For faculty, career advancement requires an entirely different set of principles.  The motive here is to ensure a slow, but steady supply of young colleagues who will not upend years of pronouncements by established faculty.  This is accomplished in two ways.

The first is to act as gate keepers.  Faculty hiring committees sift through applications for open positions, discarding obviously unqualified candidates, then sparring over how to rank the rest.  This usually breaks down along adherence to schools of thought within the discipline; factions, in other words.  Structuralists will want other structuralists, post-modernists will want more of their kind, and so on.  Almost no one will favor applicants whose work calls into question any of the prevailing factions in the department.  There is some honor among academics, after all.  In this way, serene advancement through a career is ensured without problematic disagreement, except along acceptable factional lines.  The process is disturbingly similar to the way acolytes move up through religious ranks.

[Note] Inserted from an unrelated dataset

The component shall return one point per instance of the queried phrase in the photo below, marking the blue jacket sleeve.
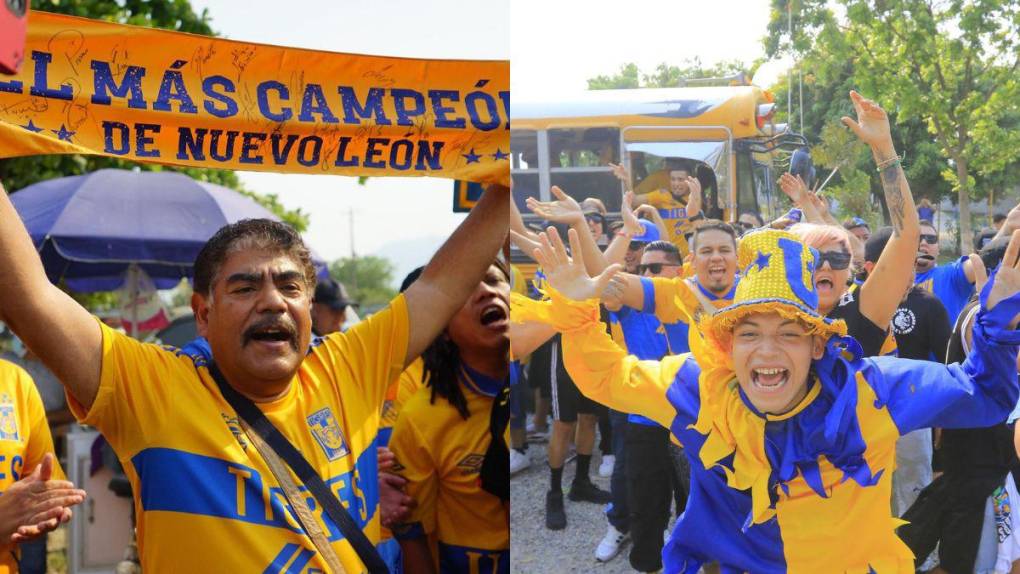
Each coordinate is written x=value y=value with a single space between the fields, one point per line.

The second way is similar; it works through the peer review system for publication of papers.  For professors, advancement occurs through just one avenue: publication in peer reviewed journals.  I don’t think I need to go into detail on the difficulties of publishing a serious objection to accepted dogma, when that publication depends on favorable reviews by the very people who have built their reputations on that dogma.

It’s worth noting the increasing trend to circumvent this entire process by hiring only “adjunct” faculty, a process wryly called “adjunctivitis.”  Adjuncts are hired as part time employees, or as contractors, thereby absolving the institution of any requirements for minimum compensation, especially with regard to health insurance, retirement , and so on.  They are usually hired en masse to teach the large lower-level courses established faculty find so tiring.  This is obviously beneficial for administrators, as it frees up much more money for their own bloated salaries, but many short-sighted faculty also fall into line as well.  Adjunct faculty are no threat to the established faculty, because, in spite of technically being part-time, they are forced to teach so many courses to make ends meet, that they have no time left for the kind of research that leads to publication and career enhancement.  I say short-sighted, because this will inevitably lead to further erosion of prestige for university faculty in general, affecting the upper echelons as well as the lowest.  Of course, some, at the end of their relatively lucrative careers and ready for retirement, hardly care.

The wily reader will have noticed that at no point was the welfare of students, or the contribution to knowledge brought up.  Let me just remind you that we have spent the last few decades selling higher education exclusively as the gateway to lucrative jobs.  The inescapable conclusion is that it is the paper, not the process, which has any true value.

Surprise!  Welcome to our brave new world.